Gold Prices Lose Turkey Coup Spike as Equities Gain, Hedge Funds Cut Bets, GLD Shrinks
GOLD PRICES fell to $1325 per ounce Monday morning in London, retreating as world stock markets edged up to new all-time highs after the weekend’s failed military coup in Turkey, writes Steffen Grosshauser at BullionVault.
Holding above last Thursday’s 2-week low, gold prices traded 0.6% below late Friday’s spike, made as the initial news broke during the typically quiet end to US electronic trading after the New York Comex closed.
With over 200 dead, 3,000 soldiers arrested together with as many judges and lawyers, and a further 8,000 police officers suspended, the Turkish government blamed the attempted coup on supporters of exiled moderate cleric Fethullah Gulen.
Gulen in turn accused President Tayyip Erdogan’s government of launching the coup as a ‘false flag’ operation, the better to start a putsch against opposition leaders.
Gold prices ended Friday with the first weekly decline in seven as stronger US retail sales and an uptick in consumer price inflation saw traders grow their betting that the Federal Reserve will raise interest rates at its September meeting.
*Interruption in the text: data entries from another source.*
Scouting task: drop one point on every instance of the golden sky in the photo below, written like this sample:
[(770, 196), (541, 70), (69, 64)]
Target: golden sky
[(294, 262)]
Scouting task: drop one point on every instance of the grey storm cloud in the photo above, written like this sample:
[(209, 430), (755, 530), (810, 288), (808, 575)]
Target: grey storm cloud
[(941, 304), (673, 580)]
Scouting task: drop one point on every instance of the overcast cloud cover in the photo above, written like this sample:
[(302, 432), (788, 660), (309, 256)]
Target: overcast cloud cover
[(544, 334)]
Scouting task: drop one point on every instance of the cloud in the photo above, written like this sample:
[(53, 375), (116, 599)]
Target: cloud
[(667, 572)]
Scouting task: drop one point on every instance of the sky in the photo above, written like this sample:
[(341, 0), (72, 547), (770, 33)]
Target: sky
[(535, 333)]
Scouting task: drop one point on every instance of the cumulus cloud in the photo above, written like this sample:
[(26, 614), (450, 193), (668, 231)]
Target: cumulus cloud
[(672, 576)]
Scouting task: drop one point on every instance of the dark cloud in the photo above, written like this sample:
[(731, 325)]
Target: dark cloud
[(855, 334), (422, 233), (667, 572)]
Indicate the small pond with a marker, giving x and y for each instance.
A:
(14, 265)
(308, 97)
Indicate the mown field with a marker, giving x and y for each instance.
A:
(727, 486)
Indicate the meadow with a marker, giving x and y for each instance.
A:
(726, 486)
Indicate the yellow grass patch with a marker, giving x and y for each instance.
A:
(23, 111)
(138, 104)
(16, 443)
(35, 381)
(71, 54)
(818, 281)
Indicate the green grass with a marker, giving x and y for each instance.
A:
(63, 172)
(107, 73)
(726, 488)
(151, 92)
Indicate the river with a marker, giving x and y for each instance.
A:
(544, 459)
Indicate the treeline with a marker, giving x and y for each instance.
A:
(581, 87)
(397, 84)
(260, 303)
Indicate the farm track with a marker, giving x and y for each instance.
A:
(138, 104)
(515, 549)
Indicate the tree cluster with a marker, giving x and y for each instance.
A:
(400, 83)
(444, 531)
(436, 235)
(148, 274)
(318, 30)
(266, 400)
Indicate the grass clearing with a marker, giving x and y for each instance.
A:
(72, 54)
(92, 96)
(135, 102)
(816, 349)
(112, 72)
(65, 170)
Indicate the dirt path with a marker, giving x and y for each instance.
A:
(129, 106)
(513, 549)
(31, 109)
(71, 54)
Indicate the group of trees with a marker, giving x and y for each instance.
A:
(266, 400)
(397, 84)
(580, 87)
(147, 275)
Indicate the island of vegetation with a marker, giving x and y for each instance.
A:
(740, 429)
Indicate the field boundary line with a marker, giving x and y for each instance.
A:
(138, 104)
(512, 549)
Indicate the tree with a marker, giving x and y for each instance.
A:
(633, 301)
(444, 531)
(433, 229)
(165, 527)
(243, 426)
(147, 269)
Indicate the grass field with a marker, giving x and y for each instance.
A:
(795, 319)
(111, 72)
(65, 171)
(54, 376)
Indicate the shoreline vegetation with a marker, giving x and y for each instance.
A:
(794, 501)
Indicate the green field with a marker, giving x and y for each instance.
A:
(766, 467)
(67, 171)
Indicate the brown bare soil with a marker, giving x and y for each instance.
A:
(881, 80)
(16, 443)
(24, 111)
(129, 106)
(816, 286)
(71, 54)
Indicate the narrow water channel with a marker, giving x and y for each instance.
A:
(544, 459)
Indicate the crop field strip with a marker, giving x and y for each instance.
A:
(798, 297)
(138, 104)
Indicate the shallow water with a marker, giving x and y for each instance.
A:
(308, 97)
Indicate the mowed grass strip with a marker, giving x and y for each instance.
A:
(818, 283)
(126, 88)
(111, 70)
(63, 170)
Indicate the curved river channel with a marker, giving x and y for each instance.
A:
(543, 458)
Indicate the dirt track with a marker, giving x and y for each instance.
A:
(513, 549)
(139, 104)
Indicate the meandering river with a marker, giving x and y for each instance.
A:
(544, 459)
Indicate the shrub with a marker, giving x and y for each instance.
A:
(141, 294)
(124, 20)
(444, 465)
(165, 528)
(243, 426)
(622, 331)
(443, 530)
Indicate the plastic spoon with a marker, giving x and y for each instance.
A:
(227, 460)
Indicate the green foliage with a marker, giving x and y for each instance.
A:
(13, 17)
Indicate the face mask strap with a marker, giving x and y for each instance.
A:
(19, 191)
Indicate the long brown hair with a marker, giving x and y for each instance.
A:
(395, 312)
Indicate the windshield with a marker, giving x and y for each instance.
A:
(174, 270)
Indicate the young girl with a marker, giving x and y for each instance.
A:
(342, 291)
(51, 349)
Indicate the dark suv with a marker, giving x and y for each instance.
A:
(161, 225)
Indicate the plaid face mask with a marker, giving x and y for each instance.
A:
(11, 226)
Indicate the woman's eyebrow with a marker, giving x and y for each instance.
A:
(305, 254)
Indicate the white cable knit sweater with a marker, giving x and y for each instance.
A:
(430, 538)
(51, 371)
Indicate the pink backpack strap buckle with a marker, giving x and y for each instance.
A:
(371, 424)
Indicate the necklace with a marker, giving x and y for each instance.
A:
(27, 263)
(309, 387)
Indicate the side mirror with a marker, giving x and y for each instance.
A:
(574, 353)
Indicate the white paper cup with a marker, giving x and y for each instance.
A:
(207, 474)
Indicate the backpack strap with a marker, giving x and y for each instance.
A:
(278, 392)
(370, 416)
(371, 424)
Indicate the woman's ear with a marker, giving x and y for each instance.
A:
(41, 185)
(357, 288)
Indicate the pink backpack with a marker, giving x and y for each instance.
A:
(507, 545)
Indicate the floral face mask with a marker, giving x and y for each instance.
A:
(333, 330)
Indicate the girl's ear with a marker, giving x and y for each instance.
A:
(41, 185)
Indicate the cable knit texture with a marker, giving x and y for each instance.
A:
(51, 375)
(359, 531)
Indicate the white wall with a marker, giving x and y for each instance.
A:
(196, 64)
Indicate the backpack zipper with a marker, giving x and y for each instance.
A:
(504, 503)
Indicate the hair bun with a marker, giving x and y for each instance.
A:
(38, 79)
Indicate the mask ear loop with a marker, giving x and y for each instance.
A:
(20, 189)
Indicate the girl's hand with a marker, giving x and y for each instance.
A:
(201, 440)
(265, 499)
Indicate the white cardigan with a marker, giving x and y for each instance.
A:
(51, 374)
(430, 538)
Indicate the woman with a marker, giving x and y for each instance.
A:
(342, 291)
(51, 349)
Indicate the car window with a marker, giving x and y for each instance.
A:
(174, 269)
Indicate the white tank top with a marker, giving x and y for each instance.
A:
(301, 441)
The central bank’s next economic policy meeting will take place 26-27 July. http://www.bloomberg.com/news/articles/2016-07-18/gold-extends-decline-a…
“The better US data on Friday clearly got people starting to think the Fed could actually hike this year,” says Wayne Gordon, executive director for commodities and foreign exchange at Swiss bank and bullion market-maker UBS.
“It’s not something that the market has priced, but certainly it will be a negative event for gold.”
“The market has yet to deal with the political uncertainty going into the 8 November [US] presidential election,” counters Benjamin Wong, foreign exchange strategist at Singapore’s largest bank DBS, which also foresaw this year’s gold rally.
“Gold has seen four major bull markets since 1970: this is another one.”
Hedge funds and other money managers last week cut their bets on a rising gold price and grew their bearish bets as a group, new data showed late Friday.
That trimmed the “Managed Money” category’s net speculative position in Comex gold futures and options from start July’s latest new all-time record high.
The SPDR Gold Trust (NYSEArca:GLD), the world’s largest exchange-traded gold-backed trust fund, also shrank as shareholders sold, cutting the bullion needed to back the trust fund’s value by 1.9%.
Taking the GLD down below 963 tonnes of backing, that was the sharpest weekly outflow since the trust shrank to 6-year lows when the US Fed finally raised its key interest rate to 0.50% last December.
The world’s largest silver-backed ETF in contrast – the iShares Silver Trust (NYSEArca:SLV) – grew another 2% last week towards new 5-year records above 10,842 tonnes.
Silver tracked and extended the drop in gold prices on Monday however, falling back below $20 per ounce – a 2-year high when first reached on July 4 – with a 1.7% loss from the weekend.